Statistical analysis
To calculate the concordance in FFPE and plasma ctDNA matched samples, gene variations in FFPE samples were used as the reference compared to ctDNA. The sensitivity, specificity, positive predictive value (PPV), and concordance were calculated as in the previous report. 13 To analyze the relationship of clinical features and the top two mutated genes, patients were divided into two groups according to whether TP53 or EGFR gene variations were detected in either FFPE or ctDNA samples. The differences in clinicopathological features were assessed by a two-sided Chi-square test or Fisher's exact test. Continuous variables were expressed in median and interquartile range (IQR) and analyzed by the Mann-Whitney U test. All analyses were performed using R 3.4.0 and SPSS version 22 (IBM). Differences with a P <0.05 were regarded as statistically significant.
Results
Demographics and clinical characteristics
The cohort included 78 males and 47 females, with a median age of 62 years (mean 62.7 years, IQR 57−70.8 years). Nearly half of the patients (53.6%, 67/125) had a smoking history, and 97% were male. Adenocarcinoma was the most common pathologic subtype (76.8%), followed by SCC (16.0%). Of the enrolled patients, 64.8% were at advanced stages, while stage I–II was less than 10% (Figure 1). The median interval between tissue and peripheral blood samples collection was 12 days (IQR 8–29 days).
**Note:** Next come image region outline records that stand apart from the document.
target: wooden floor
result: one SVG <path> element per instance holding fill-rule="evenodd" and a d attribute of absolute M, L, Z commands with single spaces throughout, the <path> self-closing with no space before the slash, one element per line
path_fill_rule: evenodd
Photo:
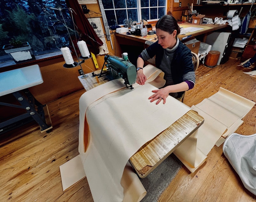
<path fill-rule="evenodd" d="M 236 69 L 239 61 L 210 68 L 201 65 L 197 83 L 187 92 L 189 106 L 217 92 L 220 87 L 256 102 L 256 78 Z M 0 137 L 0 201 L 93 201 L 86 178 L 62 191 L 59 166 L 78 155 L 81 90 L 49 103 L 53 128 L 41 133 L 30 123 Z M 256 133 L 256 107 L 236 132 Z M 166 201 L 256 201 L 244 188 L 222 151 L 215 146 L 205 163 L 191 174 L 184 166 L 159 199 Z"/>

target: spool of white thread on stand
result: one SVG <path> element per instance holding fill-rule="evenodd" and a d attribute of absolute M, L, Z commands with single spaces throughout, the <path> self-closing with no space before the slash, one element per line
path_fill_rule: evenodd
<path fill-rule="evenodd" d="M 91 55 L 88 49 L 85 41 L 81 39 L 79 40 L 77 42 L 77 46 L 81 55 L 79 57 L 80 59 L 87 60 L 91 57 Z"/>
<path fill-rule="evenodd" d="M 63 65 L 63 67 L 66 68 L 73 68 L 77 66 L 78 63 L 74 61 L 72 57 L 70 50 L 66 46 L 63 46 L 60 48 L 60 51 L 63 55 L 66 63 Z"/>

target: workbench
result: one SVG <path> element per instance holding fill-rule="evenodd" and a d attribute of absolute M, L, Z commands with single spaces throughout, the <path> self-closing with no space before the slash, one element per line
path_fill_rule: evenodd
<path fill-rule="evenodd" d="M 199 25 L 192 25 L 191 23 L 187 22 L 180 24 L 179 25 L 180 27 L 183 27 L 184 28 L 190 27 L 203 28 L 202 29 L 197 31 L 187 32 L 185 34 L 179 34 L 178 35 L 178 37 L 180 40 L 182 40 L 193 37 L 203 34 L 204 39 L 203 40 L 203 42 L 205 41 L 207 35 L 210 33 L 211 32 L 227 27 L 229 26 L 225 24 L 202 24 Z M 143 44 L 145 44 L 145 42 L 146 41 L 151 41 L 153 42 L 155 42 L 157 40 L 155 39 L 155 38 L 157 37 L 156 34 L 155 34 L 153 35 L 148 35 L 144 37 L 136 36 L 135 35 L 128 35 L 126 33 L 126 32 L 123 33 L 116 32 L 115 35 L 118 39 L 118 38 L 122 38 L 122 40 L 119 40 L 118 41 L 120 44 L 124 45 L 128 45 L 129 44 L 128 42 L 126 41 L 126 39 L 132 40 L 134 41 L 142 43 Z M 124 39 L 125 40 L 123 40 Z M 129 44 L 131 44 L 130 42 Z"/>
<path fill-rule="evenodd" d="M 28 89 L 43 82 L 38 65 L 0 73 L 0 96 L 12 93 L 20 104 L 0 102 L 0 105 L 22 109 L 26 111 L 0 123 L 0 133 L 33 120 L 40 126 L 41 132 L 50 132 L 52 126 L 47 105 L 38 102 Z"/>
<path fill-rule="evenodd" d="M 99 74 L 100 71 L 96 71 L 95 73 Z M 104 76 L 98 78 L 99 83 L 97 83 L 95 76 L 92 76 L 91 73 L 86 75 L 88 76 L 85 78 L 79 76 L 78 79 L 87 91 L 109 81 Z M 179 144 L 196 131 L 204 121 L 204 118 L 197 112 L 190 110 L 165 130 L 145 143 L 129 160 L 138 175 L 142 178 L 146 177 Z"/>

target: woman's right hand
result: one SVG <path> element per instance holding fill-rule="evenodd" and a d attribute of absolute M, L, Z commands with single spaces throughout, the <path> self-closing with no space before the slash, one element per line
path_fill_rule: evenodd
<path fill-rule="evenodd" d="M 137 72 L 136 83 L 139 85 L 144 85 L 147 80 L 147 77 L 143 74 L 143 69 L 139 69 Z"/>

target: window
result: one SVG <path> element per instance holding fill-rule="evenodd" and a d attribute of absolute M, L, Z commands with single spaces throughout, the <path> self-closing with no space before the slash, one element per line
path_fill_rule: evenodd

Summary of patient characteristics and mutation landscape in matched FFPE and plasma ctDNA sample pairs. Samples were classified by smoking history, gender, age range, pathological diagnosis, and clinical stage. Mutation type per sample in FFPE is compared to those in plasma ctDNA.
Mutation concordance in plasma and tissue sample pairs
Among the 125 patients with matched plasma and tissue samples, 122 (98.4%) carried 228 somatic mutations in either tissue or plasma. The other 3 cases had no gene variations in either tissue or plasma (Figure 2(a)). Patients were divided into three groups according to the distribution of gene variants in paired samples: 58.4% complete consistency (73/125), 20.0% partial consistency (25/125), and 21.6% absolute difference (27/125) (Figure 2(b)). There were 118 concordant mutations of 70 patients in both tissue and plasma. Twenty-five patients with 50 consistent variants contained additional discordant variants in either tissue (28 variants) or plasma (5 variants). One patient had a variant only in plasma, and 24 patients had 43 variants only in the tissue. The other two patients had 6 variants in both tissue and plasma, but those variants were discordant in different sample types (Figure 2(b)).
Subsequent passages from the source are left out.